37-year-old Tru (Shauna MacDonald) is struggling to keep her relationships and jobs. Restless and scarred by past events, she lives her life from day to day. Until she meets 60-year-old Alice (Kate Trotter), the mother of her friend Suzanne (Christine Horne). Kate is a widow who is struggling with her recent loss, but regains zest for life and energy through Tru. Somehow it fascinates her beyond measure that Tru likes women. She wants to know everything about it. An unlikely friendship develops for the outside world, which not everyone can appreciate. Suzanne doesn’t like the budding love between her mother and her friend. She thinks Tru sees it as a game and knows she can’t or won’t commit and she doesn’t want her mother, who is already vulnerable anyway, faces even more grief. The story of ‘Tru Love’ is very personal. Johnston based all three central characters on a different part of her personality. She herself was, like Tru, a ‘bed hopper’ in her early years. The scene where Tru picks up an onion to finally cry and feel something, and show a loved one that she really cares, is true. Tru Love is packed with those kinds of personal moments, which makes the events and the characters believable.
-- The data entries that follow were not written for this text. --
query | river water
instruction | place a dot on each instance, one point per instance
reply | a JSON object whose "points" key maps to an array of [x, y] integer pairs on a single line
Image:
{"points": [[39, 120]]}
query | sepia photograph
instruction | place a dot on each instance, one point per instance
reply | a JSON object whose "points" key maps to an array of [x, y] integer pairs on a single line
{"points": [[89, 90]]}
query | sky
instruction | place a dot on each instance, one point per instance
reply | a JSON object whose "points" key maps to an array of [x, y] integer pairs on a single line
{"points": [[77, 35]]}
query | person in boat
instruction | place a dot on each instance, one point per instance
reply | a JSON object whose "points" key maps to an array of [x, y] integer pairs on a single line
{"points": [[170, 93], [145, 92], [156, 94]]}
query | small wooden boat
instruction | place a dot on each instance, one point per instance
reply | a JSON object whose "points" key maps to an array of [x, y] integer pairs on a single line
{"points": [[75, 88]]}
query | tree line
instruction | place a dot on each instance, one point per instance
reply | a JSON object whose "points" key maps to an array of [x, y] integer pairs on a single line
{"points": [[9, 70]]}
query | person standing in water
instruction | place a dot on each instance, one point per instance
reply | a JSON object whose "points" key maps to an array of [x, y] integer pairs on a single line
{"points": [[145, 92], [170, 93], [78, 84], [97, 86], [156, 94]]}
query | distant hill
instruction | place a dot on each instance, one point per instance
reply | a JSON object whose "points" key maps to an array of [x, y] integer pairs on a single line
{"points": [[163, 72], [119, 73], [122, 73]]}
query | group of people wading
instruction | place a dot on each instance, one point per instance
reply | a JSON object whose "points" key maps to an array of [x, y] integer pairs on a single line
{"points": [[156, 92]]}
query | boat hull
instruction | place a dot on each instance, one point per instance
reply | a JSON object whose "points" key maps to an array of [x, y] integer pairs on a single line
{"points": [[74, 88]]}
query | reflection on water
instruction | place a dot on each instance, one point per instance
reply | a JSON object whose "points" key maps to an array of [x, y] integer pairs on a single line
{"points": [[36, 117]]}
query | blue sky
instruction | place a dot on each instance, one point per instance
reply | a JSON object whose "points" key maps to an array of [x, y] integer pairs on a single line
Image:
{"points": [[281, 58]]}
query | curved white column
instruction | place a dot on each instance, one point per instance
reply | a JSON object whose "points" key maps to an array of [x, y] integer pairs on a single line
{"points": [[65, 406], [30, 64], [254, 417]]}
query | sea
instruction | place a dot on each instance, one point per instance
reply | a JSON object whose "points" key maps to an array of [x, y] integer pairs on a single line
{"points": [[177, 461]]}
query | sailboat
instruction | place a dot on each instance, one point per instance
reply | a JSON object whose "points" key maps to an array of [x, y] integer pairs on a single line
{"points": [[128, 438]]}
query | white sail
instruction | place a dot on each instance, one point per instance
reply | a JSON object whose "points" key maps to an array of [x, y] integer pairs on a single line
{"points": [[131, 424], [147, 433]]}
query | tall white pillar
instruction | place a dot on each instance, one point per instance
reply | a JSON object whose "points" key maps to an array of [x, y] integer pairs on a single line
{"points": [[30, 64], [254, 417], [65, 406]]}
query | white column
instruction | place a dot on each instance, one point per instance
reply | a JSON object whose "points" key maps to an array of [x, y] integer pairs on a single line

These are three women who, like everyone else in fact, want to share, feel and experience their love, but also want to feel that they are loved. But who are also like death that that love is not reciprocated, do not want to be lost.
It is unfortunate that she herself did not rely 100 percent on the strength of the three female characters and found it necessary to have Alice have conversations with her late husband Richard (Peter MacNeill). Scenes that add little to nothing, seem artificial and distract from this otherwise fascinating relationship sketch of three women. Johnston also left the corner at the end; nevertheless ‘Tru Love’ – especially when you consider that Johnston and MacDonald have little experience as filmmakers – is a beautiful, sensitive and very personal film, with the heart in the right place.